Chyba masz sporo racji. Gdańsk, a raczej Trójmiasto, to z jednej strony potężna aglomeracja, ale z drugiej, tam żużel nie jest zdecydowanym numerem jeden, bez liczącej się konkurencji na takim poziomie. Paradoksalnie, w mniejszych miastach jest chyba mimo wszystko łatwiej. W Gdańsku masz wszystko i na bardzo wysokim poziomie sportowym. To z kolei sporo kosztuje. U ciebie w Grudziądzu żużel to wiodący sport, którym żyje całe miasto. 

Tylko za czasów zakładowych autobusów była moda na żużel w Gdańsku, a teraz na trybunach łysiny i to nie z powodu pandemii?

Myślę, że w Gdańsku jest zapotrzebowanie na speedway, ale ekstraligowy. Jeśli będzie sukces, kibice wrócą. Tak to niestety działa i nie ma się co obrażać. Fani przywykli do najwyższego poziomu i sukcesów. Gdy tych brakuje nie tyle się odwracają, co przenoszą uwagę na liczącą się konkurencję. Zostają najwierniejsi, pasjonaci. Nikomu niczego nie zarzucam, ale od paru lat kibice słyszą: – Jedziemy o awans, jedziemy o awans. I tego sukcesu nie ma. Masowo kibice wrócą, gdy będzie wynik i wtedy powróci też moda na żużel. 

Wracając na chwilę do Huberta. Nie pytam o szczegóły, czy kwoty, ale ogólnie. W tych niższych ligach da się przeżyć z żużla?

Między Ekstraligą a szczególnie drugą ligą jest finansowa przepaść. Jeśli jeszcze klub w drugiej lidze płaci na bieżąco, to można przeżyć. Naturalnie przy proporcjonalnie niższych inwestycjach. To wymuszona konieczność. Na niższym poziomie niż w Ekstralidze, ale przeżyć można. Ja z Hubertem nie rozmawiam o pieniądzach. Nie pytam jakie ma stawki za punkt, czy klub płaci. Zechce – sam powie. Nie zechce – nie mój kłopot. Nie mieszam się w cudze sprawy, w cudze życie. 

A inwestycje. Można w drugiej lidze dojechać coś po ekstraligowcach?

 Z tego co wiem, to już coraz mniej.

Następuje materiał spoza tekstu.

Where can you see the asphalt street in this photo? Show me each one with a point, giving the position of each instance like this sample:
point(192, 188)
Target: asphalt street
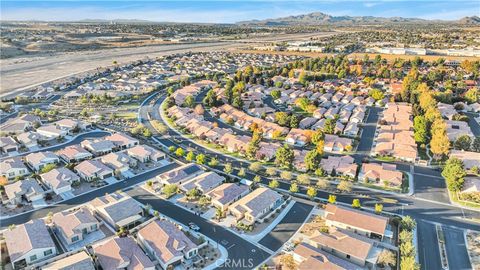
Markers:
point(287, 227)
point(428, 251)
point(237, 247)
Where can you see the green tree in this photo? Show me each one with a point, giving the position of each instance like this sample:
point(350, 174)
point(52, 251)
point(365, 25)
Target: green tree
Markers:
point(332, 199)
point(284, 156)
point(293, 188)
point(311, 192)
point(273, 184)
point(454, 174)
point(356, 203)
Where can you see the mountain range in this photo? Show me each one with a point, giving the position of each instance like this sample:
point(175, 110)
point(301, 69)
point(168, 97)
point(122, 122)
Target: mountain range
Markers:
point(319, 18)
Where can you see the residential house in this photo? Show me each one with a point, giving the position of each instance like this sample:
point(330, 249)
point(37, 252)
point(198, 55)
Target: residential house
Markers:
point(203, 182)
point(334, 143)
point(122, 253)
point(90, 170)
point(360, 222)
point(379, 174)
point(51, 132)
point(29, 139)
point(27, 189)
point(98, 147)
point(180, 175)
point(41, 159)
point(145, 153)
point(224, 195)
point(346, 246)
point(29, 243)
point(119, 162)
point(74, 226)
point(60, 180)
point(339, 165)
point(74, 153)
point(80, 260)
point(13, 167)
point(122, 141)
point(308, 257)
point(117, 209)
point(8, 145)
point(469, 159)
point(256, 205)
point(298, 136)
point(166, 243)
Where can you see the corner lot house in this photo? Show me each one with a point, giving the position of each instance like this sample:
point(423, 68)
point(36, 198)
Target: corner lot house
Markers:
point(74, 153)
point(51, 132)
point(89, 170)
point(381, 173)
point(118, 210)
point(145, 153)
point(254, 206)
point(122, 141)
point(40, 159)
point(27, 189)
point(60, 179)
point(29, 139)
point(180, 174)
point(204, 182)
point(29, 243)
point(8, 145)
point(166, 243)
point(80, 260)
point(98, 147)
point(13, 167)
point(360, 222)
point(122, 253)
point(224, 195)
point(74, 226)
point(346, 246)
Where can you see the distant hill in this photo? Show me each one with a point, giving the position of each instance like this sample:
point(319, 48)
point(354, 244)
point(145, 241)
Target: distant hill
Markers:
point(470, 20)
point(319, 18)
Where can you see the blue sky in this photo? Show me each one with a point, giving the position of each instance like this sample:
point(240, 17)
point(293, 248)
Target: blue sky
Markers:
point(230, 11)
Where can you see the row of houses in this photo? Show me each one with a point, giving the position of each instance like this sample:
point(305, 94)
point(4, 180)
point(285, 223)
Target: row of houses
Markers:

Hubert postawił teraz wszystko na jedną kartę. Kupił nowy sprzęt, ze starego co się dało sprzedał i będzie próbował na zasadzie wóz albo przewóz. Gratuluję mu odwagi i mocno kibicuję żeby się powiodło. 

Klub deklaruje niezmiennie walkę o awans, ale po powrocie Krystiana Pieszczka z nie do końca udanych wojaży, tej samej drogi próbuje teraz Karol Żupiński odchodząc z Gdańska. Nie za wcześnie?

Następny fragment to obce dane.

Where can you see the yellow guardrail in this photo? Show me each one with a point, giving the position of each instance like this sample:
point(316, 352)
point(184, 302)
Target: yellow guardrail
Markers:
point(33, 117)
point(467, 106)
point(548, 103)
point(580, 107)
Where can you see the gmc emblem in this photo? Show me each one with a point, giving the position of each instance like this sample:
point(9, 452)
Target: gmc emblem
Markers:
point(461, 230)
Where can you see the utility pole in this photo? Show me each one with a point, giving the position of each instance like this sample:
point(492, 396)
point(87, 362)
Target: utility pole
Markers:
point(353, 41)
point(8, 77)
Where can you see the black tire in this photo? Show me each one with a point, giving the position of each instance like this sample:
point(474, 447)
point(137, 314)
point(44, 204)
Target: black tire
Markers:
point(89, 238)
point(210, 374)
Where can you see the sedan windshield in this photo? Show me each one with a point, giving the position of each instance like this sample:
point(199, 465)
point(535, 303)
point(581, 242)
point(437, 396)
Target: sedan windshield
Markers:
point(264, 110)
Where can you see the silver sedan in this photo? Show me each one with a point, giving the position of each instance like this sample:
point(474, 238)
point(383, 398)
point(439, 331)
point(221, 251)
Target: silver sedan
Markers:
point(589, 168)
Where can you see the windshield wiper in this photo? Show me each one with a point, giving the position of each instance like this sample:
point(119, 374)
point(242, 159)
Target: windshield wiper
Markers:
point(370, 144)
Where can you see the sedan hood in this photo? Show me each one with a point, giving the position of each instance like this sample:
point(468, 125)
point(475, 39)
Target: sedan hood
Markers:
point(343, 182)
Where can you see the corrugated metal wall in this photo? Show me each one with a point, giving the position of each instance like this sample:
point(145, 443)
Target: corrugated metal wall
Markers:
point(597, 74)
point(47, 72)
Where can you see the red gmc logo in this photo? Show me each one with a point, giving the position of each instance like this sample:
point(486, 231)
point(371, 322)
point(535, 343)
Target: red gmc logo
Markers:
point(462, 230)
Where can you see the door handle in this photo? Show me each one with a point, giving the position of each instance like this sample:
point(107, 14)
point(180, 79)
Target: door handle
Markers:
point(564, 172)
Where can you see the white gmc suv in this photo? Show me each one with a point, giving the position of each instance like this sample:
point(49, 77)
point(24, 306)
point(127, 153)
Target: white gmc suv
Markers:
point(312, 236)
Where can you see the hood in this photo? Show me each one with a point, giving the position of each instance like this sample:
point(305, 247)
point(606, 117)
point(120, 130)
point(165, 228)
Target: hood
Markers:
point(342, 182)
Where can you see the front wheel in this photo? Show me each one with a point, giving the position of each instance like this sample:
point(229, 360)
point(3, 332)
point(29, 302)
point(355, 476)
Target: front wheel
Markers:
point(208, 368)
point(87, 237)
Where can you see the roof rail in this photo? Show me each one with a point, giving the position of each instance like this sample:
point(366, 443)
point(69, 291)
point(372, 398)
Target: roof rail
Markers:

 Karolowi skończył się kontrakt z Wybrzeżem. Podjął decyzję i to jego wybór. Kiedyś zawodnicy byli przywiązani do klubu. Nie tylko sentymentalnie ale także kontraktami przynajmniej do końca wieku juniorskiego. Teraz inaczej to funkcjonuje. Współcześnie to bardziej biznes niż sport. Karolowi życzę wszystkiego dobrego aczkolwiek nie mam pewności, czy ta zmiana wyjdzie mu na dobre. Sam twierdzę, że popełniłem błąd nie wiążąc się z Toruniem, ale tych sytuacji nie można porównywać. To były inne czasy i inny etap kariery. A Krystian Pieszczek jest niewątpliwie talentem. Był takim od startów na mini torze. W Gdańsku jest teraz liderem i gwiazdą. Życzę mu żeby w przyszłym roku osiągnął jeszcze lepsze wyniki, bo stać go na to. W moim odczuciu to był z jego strony błąd, że odszedł jako junior do Zielonej Góry. Zbyt wcześnie według mnie. Oczywiście nikomu niczego nie zarzucam i nie chodzi tu o ten, czy inny klub. Rzecz w tym, że odbyło się to chyba, gdy nie do końca był gotowy na przeskok i zderzenie z wymaganiami ekstraligi. Poszedł, pojeździł, posmakował, wrócił i teraz ma szansę stać się zawodnikiem najwyższej klasy. Patrząc zaś na Karola, na jego korzyść przemawia pozornie słabsza konkurencja wśród juniorów w Ekstralidze w przyszłym roku. Wierzę, że wróci kiedyś do Gdańska, ale ma perspektywy, kilka sezonów jako junior, więc może to jednak był dobry ruch z jego strony. Chłopak chce się rozwijać. Poszedł piętro wyżej i przekona się gdzie jego miejsce. Jeśli saobie poradzi, będzie w porządku, jeśli nie, wróci do I ligi i poterminuje, żeby za pewien czas znowu spróbować. 

Marek, w Holandii nieustająca depresja, czego Ci więc życzyć?

 Żebym jak najczęściej mógł odwiedzać Gdańsk i stadion GKS. Wpadać na kawkę, pogadać. A klubowi życzę awansu do Ekstraligi. W końcu jestem z Gdańska i tyle.

Dziękuję za rozmowę i trzymaj się

Dziękuję i życzę wszystkim uśmiechu i życzliwości.